Written by Javed Ansari  •  June 2008 PDF Print E-mail

It has been a rough ride for the Pakistani economy these past months. Will the next national budget bring relief for the people or further add to their problems? 

If there is one person who is happy to lose his job these days, it is Ishaq Dar. He had the finance portfolio in the new coalition government but since the country has been deprived of the expert services of the PML(N) ministers, Ishaq Dar too has lost his job. Javed Ansari explores.
He is one of those specialists who also batted as finance minister in the second Nawaz Sharif innings back in the nineties. While his performance then was nothing to write home about, it was becoming increasingly obvious ever since he had joined the cabinet line-up this time around that he was in for a pretty rough ride. The non-closure of the judiciary issue was something that was not palatable anymore for Ishaq Dar’s captain, Nawaz Sharif,. In fact, he got so frustrated with the way the PPP was dragging its feet on the issue that he decided to withdraw his players from the cabinet team. Obviously, this was a God-sent opportunity for Ishaq Dar to jump off a train headed for disaster!

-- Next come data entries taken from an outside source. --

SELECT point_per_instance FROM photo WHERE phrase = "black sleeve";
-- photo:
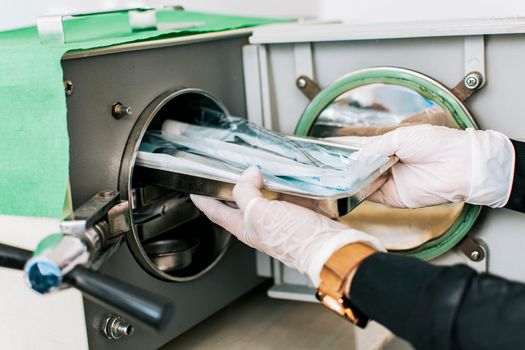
(435, 307)
(517, 196)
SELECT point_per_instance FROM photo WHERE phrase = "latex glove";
(297, 236)
(439, 165)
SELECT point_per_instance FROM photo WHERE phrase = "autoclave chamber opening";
(170, 237)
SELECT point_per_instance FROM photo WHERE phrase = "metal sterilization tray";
(333, 206)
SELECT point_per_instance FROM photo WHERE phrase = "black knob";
(153, 310)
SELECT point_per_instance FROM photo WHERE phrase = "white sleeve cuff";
(328, 247)
(492, 168)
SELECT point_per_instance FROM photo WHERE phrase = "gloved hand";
(439, 165)
(297, 236)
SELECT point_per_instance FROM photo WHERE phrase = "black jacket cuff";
(407, 296)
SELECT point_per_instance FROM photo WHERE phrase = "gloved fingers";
(248, 187)
(227, 217)
(387, 194)
(386, 144)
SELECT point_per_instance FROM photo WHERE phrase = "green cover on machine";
(34, 143)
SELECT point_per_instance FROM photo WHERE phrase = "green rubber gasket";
(426, 87)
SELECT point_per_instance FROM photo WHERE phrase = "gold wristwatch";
(334, 278)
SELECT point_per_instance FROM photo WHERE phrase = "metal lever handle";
(143, 305)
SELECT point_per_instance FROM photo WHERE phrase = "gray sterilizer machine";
(324, 80)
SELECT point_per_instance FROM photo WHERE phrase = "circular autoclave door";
(372, 102)
(170, 238)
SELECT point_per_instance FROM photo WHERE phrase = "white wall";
(17, 13)
(415, 10)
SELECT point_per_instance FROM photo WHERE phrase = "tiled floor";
(258, 322)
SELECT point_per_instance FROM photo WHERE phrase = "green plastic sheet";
(34, 144)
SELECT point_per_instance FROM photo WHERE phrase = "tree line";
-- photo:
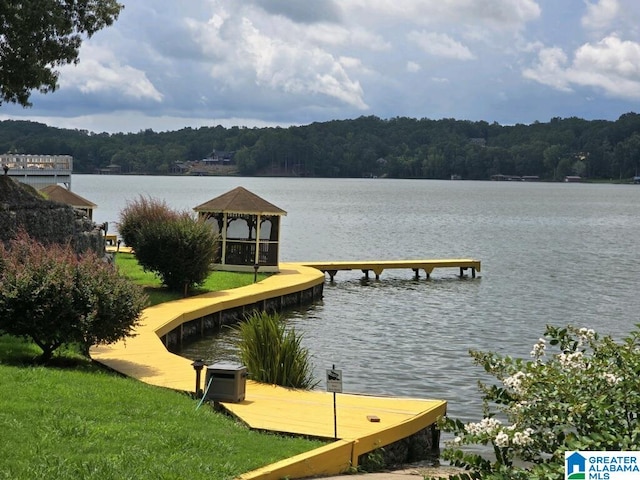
(368, 146)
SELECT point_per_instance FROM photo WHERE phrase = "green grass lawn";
(219, 280)
(75, 420)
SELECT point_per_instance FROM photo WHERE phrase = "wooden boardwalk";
(378, 266)
(269, 407)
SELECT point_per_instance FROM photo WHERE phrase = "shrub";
(54, 297)
(582, 397)
(139, 214)
(176, 247)
(274, 354)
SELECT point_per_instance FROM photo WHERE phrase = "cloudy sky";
(169, 64)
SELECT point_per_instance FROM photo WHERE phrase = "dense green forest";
(367, 146)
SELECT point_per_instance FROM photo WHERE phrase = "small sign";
(334, 380)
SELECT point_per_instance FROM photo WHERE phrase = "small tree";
(178, 248)
(53, 297)
(274, 354)
(140, 215)
(582, 397)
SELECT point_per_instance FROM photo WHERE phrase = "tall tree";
(36, 37)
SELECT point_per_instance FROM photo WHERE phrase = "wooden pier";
(378, 266)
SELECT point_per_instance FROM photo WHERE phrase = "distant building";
(219, 158)
(38, 170)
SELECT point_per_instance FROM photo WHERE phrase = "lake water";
(551, 254)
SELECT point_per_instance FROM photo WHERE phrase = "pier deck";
(378, 266)
(269, 407)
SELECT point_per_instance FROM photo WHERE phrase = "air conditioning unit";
(225, 382)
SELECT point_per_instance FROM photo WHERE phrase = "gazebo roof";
(62, 195)
(240, 200)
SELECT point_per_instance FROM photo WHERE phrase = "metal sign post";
(334, 384)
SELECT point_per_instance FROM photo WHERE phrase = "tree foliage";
(578, 392)
(367, 146)
(178, 248)
(36, 37)
(55, 298)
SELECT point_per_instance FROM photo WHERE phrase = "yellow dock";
(378, 266)
(268, 407)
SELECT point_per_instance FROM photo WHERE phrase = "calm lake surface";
(551, 254)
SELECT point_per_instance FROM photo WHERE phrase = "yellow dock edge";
(341, 456)
(158, 366)
(331, 459)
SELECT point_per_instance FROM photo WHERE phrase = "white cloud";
(440, 45)
(277, 62)
(497, 14)
(99, 72)
(600, 15)
(612, 65)
(413, 67)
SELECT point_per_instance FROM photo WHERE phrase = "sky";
(169, 64)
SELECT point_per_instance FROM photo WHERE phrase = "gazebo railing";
(243, 252)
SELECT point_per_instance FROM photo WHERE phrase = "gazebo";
(63, 195)
(250, 230)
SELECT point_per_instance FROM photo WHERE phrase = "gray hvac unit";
(228, 382)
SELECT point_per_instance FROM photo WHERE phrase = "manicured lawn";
(75, 420)
(129, 267)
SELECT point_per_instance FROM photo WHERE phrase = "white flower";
(539, 348)
(585, 335)
(485, 426)
(611, 379)
(514, 382)
(572, 360)
(523, 438)
(501, 440)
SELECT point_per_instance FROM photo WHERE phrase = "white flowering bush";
(576, 391)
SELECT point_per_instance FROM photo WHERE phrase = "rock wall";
(21, 206)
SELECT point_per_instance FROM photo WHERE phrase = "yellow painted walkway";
(268, 407)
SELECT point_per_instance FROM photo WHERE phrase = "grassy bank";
(74, 420)
(129, 267)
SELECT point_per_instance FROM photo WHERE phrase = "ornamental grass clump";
(577, 391)
(274, 354)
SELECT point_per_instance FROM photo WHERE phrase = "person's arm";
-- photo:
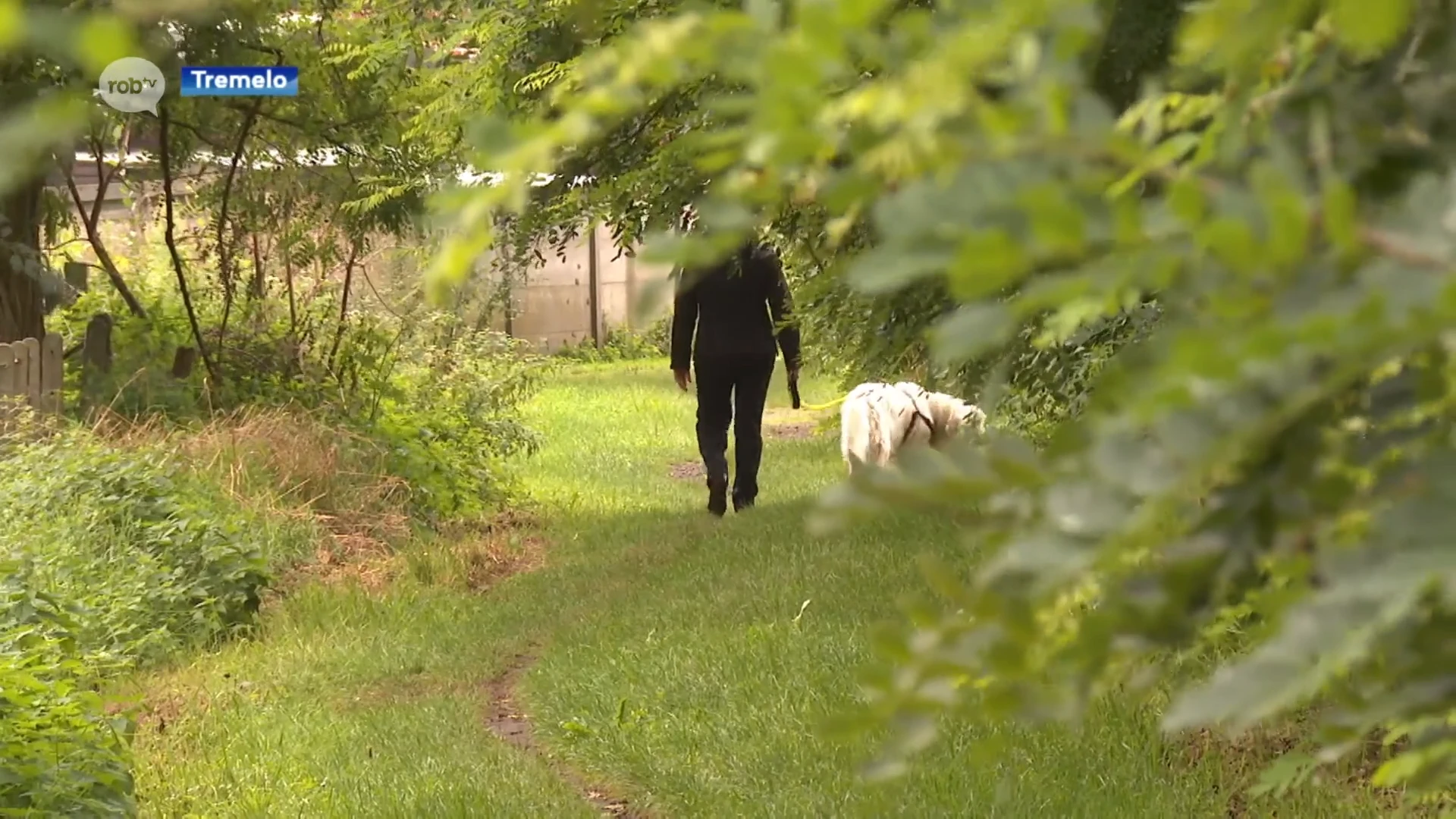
(781, 305)
(685, 321)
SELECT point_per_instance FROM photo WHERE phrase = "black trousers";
(733, 391)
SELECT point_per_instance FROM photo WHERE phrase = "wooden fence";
(31, 371)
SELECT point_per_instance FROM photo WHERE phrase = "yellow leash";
(817, 407)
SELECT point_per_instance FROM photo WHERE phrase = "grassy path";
(676, 659)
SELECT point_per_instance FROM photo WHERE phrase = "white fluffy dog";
(878, 420)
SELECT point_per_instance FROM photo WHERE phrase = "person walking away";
(736, 308)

The ball is now in the PPP’s court and developments in the coming weeks will tell how things play out for Naveed Qamar, the PPP minister entrusted with the additional portfolio of finance. The business community in particular and the people in general have pinned all their hopes on him to successfully navigate the country through the impending economic quagmire and deliver a palatable national budget for the next financial year.

That Pakistan’s economy is currently in tatters is not lost to the policymakers. The omens are certainly not good. An indication of things to come was witnessed on May 23, when the Karachi Stock Exchange index of 100 shares plunged by 615 points on what many investors thought was ‘Black Friday’ for the market. It was the biggest single-day decline since the start of the current year. The crash came on the heels of a State Bank hike in interest rates and further fuelled investor anxiety over the country's mounting economic and financial crisis.

The country’s premier stock market had been a strong performer in recent years, thanks to sizzling economic growth and a boom in service sectors such as banking and telecommunications. But now investors find their confidence eroding in the face of accelerating inflation and yawning budget and trade deficits. They also seem to doubt the government's ability to tackle the problems.

The new government, led by Prime Minister Yusuf Raza Gilani, has been accusing the Shaukat Aziz regime of neglecting and concealing problems such as the ballooning cost of imported oil and falling foreign investment. These and other serious factors have now become roadblocks in the preparation of the 2008-09 federal budget as it must include unpopular spending cuts and tax hikes in order to contain a rising budget deficit.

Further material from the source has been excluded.